The findings also show the lack of knowledge on the topic, with more than four out of five (83 per cent) of men oblivious of a potential link between the two health conditions.

A recent study showed more than half (53 per cent) of men suffering from severe gum disease exhibited signs of impotence, compared to fewer than one in four (23 per cent) without.

Chief Executive of the British Dental Health Foundation, Dr Nigel Carter OBE, wants men to take the claims seriously.

Dr Carter said: “Sexual health problems, particularly for men, are no laughing matter. Not only does oral health become a problem, self-confidence, esteem and relationships could suffer too.

“The link may seem frivolous, but numerous research papers clearly point to severe gum disease as a possible cause of erectile dysfunction. If, as the survey seems to suggest, men don’t believe the two could be linked and more worryingly don’t consider improving their oral health, they will put themselves at risk of developing a sexual health problem.”

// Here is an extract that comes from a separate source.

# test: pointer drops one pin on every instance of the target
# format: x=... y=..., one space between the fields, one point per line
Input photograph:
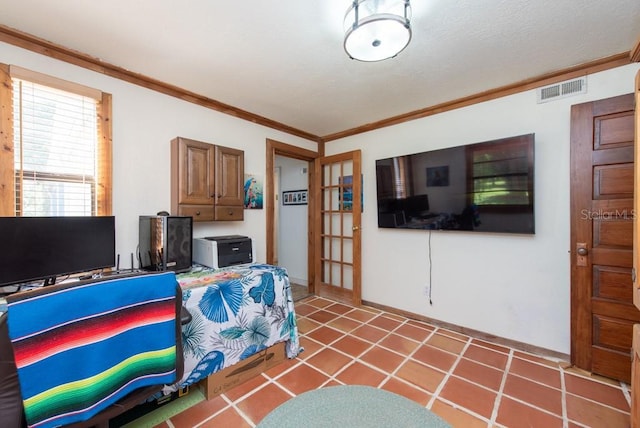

The findings have been revealed as part of National Smile Month, the UK’s largest oral health campaign. Running until 20 June, Dr Carter says the campaign is a good chance to take a few simple preventive steps to reducing the risk of both health problems.

“If you suffer from gum disease, bacteria can get into the bloodstream and potentially cause cardio-vascular problems, so preventing gum disease from developing is really important.

“Removing food stuck in between your teeth close to gum lines is a key step to preventing gum disease. Using interdental brushes or flossing is the best way of doing this.

“Regular visits to the dentist will also give your dentist the best possible opportunity to monitor your oral health. If they feel it is deteriorating and plaque is building up, a simple scale and polish can put you on the right track, provided you keep up a good routine at home. These will not stop sexual health problems from developing, but evidence suggests they could reduce the risk.”